Now plot the data and the KF estimate.

x_est, y_est = zip(*KF_estimate_xy)
x_true, y_true = zip(*xy_motion)
plt.scatter(x_est, y_est, marker= '.', label = 'KF estimate', alpha = 0.5)
plt.scatter(x_true, y_true,marker= '.', label = 'true value', alpha = 0.5)
plt.legend(loc = 'lower center')
plt.title('2D position')
plt.xlabel('x coordinate')
plt.ylabel('y coordinate')
plt.tight_layout();
../../_images/db4f8639fcc7019100ee6d0c90d2883111503c5beff655975e9ef17ae58b21e5.png
  • Pretty good agreement.

  • Once again, you are encouraged to change the parameters and explore what happens.


Summary#

What we covered in this lecture:

  1. What is the Kalman Filter

  2. The recursive formulation used to update the predictions.

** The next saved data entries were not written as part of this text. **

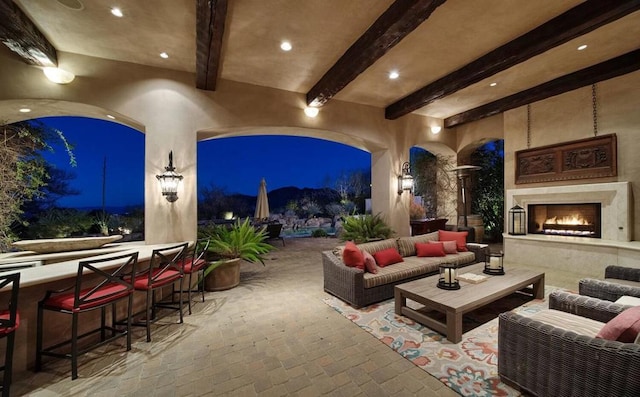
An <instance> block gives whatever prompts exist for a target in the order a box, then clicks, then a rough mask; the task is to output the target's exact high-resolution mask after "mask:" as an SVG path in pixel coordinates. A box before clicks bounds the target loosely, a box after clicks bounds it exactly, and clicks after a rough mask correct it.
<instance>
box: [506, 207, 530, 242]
mask: <svg viewBox="0 0 640 397" xmlns="http://www.w3.org/2000/svg"><path fill="white" fill-rule="evenodd" d="M525 223H526V214H525V212H524V208H522V207H520V206H519V205H518V204H516V205H514V206H513V208H511V209H510V210H509V234H511V235H524V234H527V231H526V224H525Z"/></svg>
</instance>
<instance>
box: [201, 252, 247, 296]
mask: <svg viewBox="0 0 640 397" xmlns="http://www.w3.org/2000/svg"><path fill="white" fill-rule="evenodd" d="M240 262H241V259H240V258H236V259H230V260H228V261H227V262H226V263H224V264H223V265H220V266H219V267H217V268H215V269H214V270H213V271H212V272H211V273H209V274H207V276H206V277H205V279H204V289H205V291H224V290H226V289H230V288H233V287H236V286H237V285H238V284H240Z"/></svg>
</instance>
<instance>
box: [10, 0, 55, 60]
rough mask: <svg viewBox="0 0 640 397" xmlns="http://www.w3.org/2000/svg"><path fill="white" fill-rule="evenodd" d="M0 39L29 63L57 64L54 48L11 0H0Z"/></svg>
mask: <svg viewBox="0 0 640 397" xmlns="http://www.w3.org/2000/svg"><path fill="white" fill-rule="evenodd" d="M0 20H2V23H0V41H2V42H3V43H4V45H6V46H7V47H8V48H9V49H10V50H11V51H13V52H15V53H16V54H18V55H20V57H21V58H22V59H23V60H24V61H25V62H26V63H28V64H30V65H36V66H51V67H55V66H57V65H58V56H57V53H56V49H55V47H54V46H53V44H51V43H50V42H49V40H47V38H46V37H44V35H43V34H42V33H41V32H40V30H39V29H38V27H37V26H36V25H35V24H34V23H33V22H31V20H30V19H29V17H28V16H27V15H26V14H25V13H24V12H22V10H21V9H20V8H19V7H18V6H17V5H16V4H15V3H14V2H13V1H11V0H0Z"/></svg>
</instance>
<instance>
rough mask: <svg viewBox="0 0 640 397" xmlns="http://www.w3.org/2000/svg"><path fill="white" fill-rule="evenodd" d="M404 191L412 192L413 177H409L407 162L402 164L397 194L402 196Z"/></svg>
mask: <svg viewBox="0 0 640 397" xmlns="http://www.w3.org/2000/svg"><path fill="white" fill-rule="evenodd" d="M405 190H409V191H411V190H413V176H411V169H410V166H409V162H408V161H405V162H404V163H403V164H402V172H401V173H400V176H399V177H398V194H402V192H404V191H405Z"/></svg>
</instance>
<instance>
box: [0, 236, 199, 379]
mask: <svg viewBox="0 0 640 397" xmlns="http://www.w3.org/2000/svg"><path fill="white" fill-rule="evenodd" d="M176 244H179V242H174V243H165V244H153V245H145V244H144V242H142V241H140V242H128V243H119V244H109V245H107V246H105V247H103V248H98V249H91V250H82V251H72V252H60V253H51V254H35V253H34V254H27V255H25V253H24V252H20V253H6V254H0V265H6V264H10V263H14V262H15V263H19V262H24V261H42V263H43V265H41V266H34V267H28V268H23V269H20V270H13V271H10V272H7V273H13V272H18V271H19V272H20V273H21V275H20V293H19V296H18V310H19V312H20V326H19V327H18V330H17V331H16V338H15V349H14V357H13V379H14V382H15V381H17V380H19V379H21V378H22V377H24V376H30V374H29V373H26V372H25V371H29V370H32V369H33V366H34V363H35V357H36V325H37V311H38V302H39V301H40V300H42V298H44V296H45V293H46V291H47V290H56V289H62V288H66V287H69V286H71V285H73V284H74V283H75V280H74V279H75V277H76V275H77V273H78V263H79V262H80V261H81V260H83V259H88V258H99V257H103V256H115V255H118V254H125V253H130V252H134V251H137V252H138V268H139V269H142V268H144V267H146V266H149V260H150V259H151V253H152V252H153V250H154V249H156V248H163V247H167V246H171V245H176ZM191 244H192V242H190V245H191ZM70 258H72V259H70ZM116 265H117V264H115V263H112V264H110V263H109V262H106V263H104V264H102V265H98V266H96V267H98V268H103V269H108V268H110V267H115V266H116ZM168 289H170V286H169V287H168ZM0 299H3V300H4V301H5V302H6V301H8V300H9V292H8V291H7V290H2V291H0ZM145 299H146V298H145V294H143V293H134V308H133V312H134V313H136V312H138V311H140V310H143V309H144V306H145ZM117 310H118V318H124V317H125V316H126V305H125V304H122V305H119V306H118V309H117ZM45 315H47V321H46V323H45V324H46V325H47V329H45V330H44V335H45V338H51V340H47V341H46V344H48V343H49V342H51V341H53V342H55V341H56V340H57V341H60V340H64V339H68V337H69V335H70V332H71V321H70V319H69V316H62V315H57V316H56V315H55V314H52V313H46V314H45ZM58 320H59V321H58ZM99 322H100V311H99V310H97V311H95V312H90V313H86V315H85V316H84V317H81V323H82V324H83V326H86V329H91V328H95V327H96V326H97V325H98V324H99ZM81 331H82V330H81ZM134 340H135V339H134ZM4 349H5V343H1V344H0V354H1V355H2V356H3V357H4ZM47 362H48V359H47V361H45V365H44V368H43V371H46V363H47Z"/></svg>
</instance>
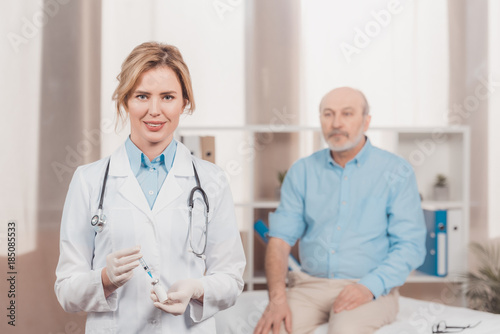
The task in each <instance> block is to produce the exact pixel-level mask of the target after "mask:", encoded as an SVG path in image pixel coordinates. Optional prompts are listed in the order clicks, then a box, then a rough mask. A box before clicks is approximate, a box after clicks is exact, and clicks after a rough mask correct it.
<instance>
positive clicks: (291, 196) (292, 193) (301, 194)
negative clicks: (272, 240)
mask: <svg viewBox="0 0 500 334" xmlns="http://www.w3.org/2000/svg"><path fill="white" fill-rule="evenodd" d="M305 175H306V170H305V165H304V163H303V161H301V160H299V161H298V162H296V163H295V164H293V165H292V167H290V169H289V170H288V172H287V174H286V177H285V180H284V181H283V185H282V187H281V201H280V205H279V206H278V208H277V209H276V211H275V212H273V213H271V214H270V215H269V236H270V237H275V238H280V239H282V240H284V241H285V242H287V243H288V244H289V245H290V246H293V245H295V243H296V242H297V240H298V239H299V238H300V237H302V235H303V234H304V231H305V229H306V223H305V220H304V198H305V183H306V179H305Z"/></svg>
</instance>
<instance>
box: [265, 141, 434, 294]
mask: <svg viewBox="0 0 500 334" xmlns="http://www.w3.org/2000/svg"><path fill="white" fill-rule="evenodd" d="M269 219H270V233H269V235H270V236H271V237H277V238H280V239H282V240H284V241H286V242H287V243H288V244H289V245H291V246H293V245H294V244H295V242H296V241H297V240H298V239H300V246H299V253H300V260H301V265H302V270H303V271H304V272H306V273H308V274H310V275H313V276H316V277H325V278H332V279H335V278H338V279H347V278H348V279H360V281H359V283H361V284H363V285H365V286H366V287H368V288H369V289H370V291H371V292H372V293H373V295H374V296H375V298H378V297H379V296H380V295H384V294H387V293H389V292H390V290H391V289H392V288H393V287H396V286H400V285H402V284H403V283H404V282H405V280H406V278H407V276H408V275H409V273H410V272H411V271H412V270H413V269H415V268H417V267H418V266H420V265H421V264H422V263H423V261H424V257H425V237H426V228H425V223H424V216H423V212H422V208H421V204H420V195H419V193H418V189H417V182H416V178H415V174H414V172H413V169H412V167H411V165H410V164H409V163H408V162H407V161H405V160H404V159H403V158H400V157H398V156H396V155H394V154H392V153H389V152H387V151H384V150H381V149H379V148H376V147H374V146H372V145H371V143H370V141H369V140H368V139H367V141H366V143H365V145H364V147H363V148H362V150H361V151H360V152H359V153H358V154H357V155H356V157H355V158H354V159H353V160H351V161H350V162H348V163H347V164H346V165H345V168H342V167H341V166H340V165H338V164H337V163H336V162H335V161H334V160H333V159H332V157H331V155H330V150H329V149H324V150H321V151H318V152H316V153H314V154H312V155H310V156H309V157H306V158H303V159H300V160H299V161H297V162H296V163H295V164H293V166H292V167H291V168H290V170H289V171H288V173H287V175H286V178H285V181H284V182H283V186H282V188H281V202H280V205H279V207H278V209H277V210H276V211H275V212H274V213H272V214H271V215H270V218H269Z"/></svg>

  3. The importance of tuning the parameters of the Kalman Filter.

  4. How to apply the Kalman Filter in various situations.


Exercises#

Exercise #1#

This exercise refers to Example 1.

  1. Choose a value for the estimated model variance Q_est that is larger than estimated measurement variance R_est.

  2. Repeat the analysis of Example 1 for this new value.

  3. Does the KF estimate converge?

  4. Why the estimates changed? Do they look more noisy than before? Why?

Exercise #2#

This exercise refers to Example 2.

In the case we examined above, the KF estimate was close to the measurements and both were different from the true value. Change the parameters of the algorithm until you find some combinations that achieve the following:

  1. Measurements, KF estimate and true value are all close.

  2. Measurements, KF estimate and true value are all noticeably different.

  3. The measurements are close to the true value, but the KF estimate is different.

Discuss your findings.

Exercise #3#

This exercise refers to Example 3.

In the original example, we used both Position and Velocity (PV model) in the state vector, i.e., \(\boldsymbol{x} = \begin{bmatrix} x & y & \dot x & \dot y \end{bmatrix}^T\).

What happens if we use only the Position (P model) to describe the state? After all, our measurements only provide position. Do we really need to include the velocity?

  1. Rewrite the algorithm above for the P model.

💡 Hint: what is the size of the state vector in this case? What are the dimensions of the matrices that characterize the system?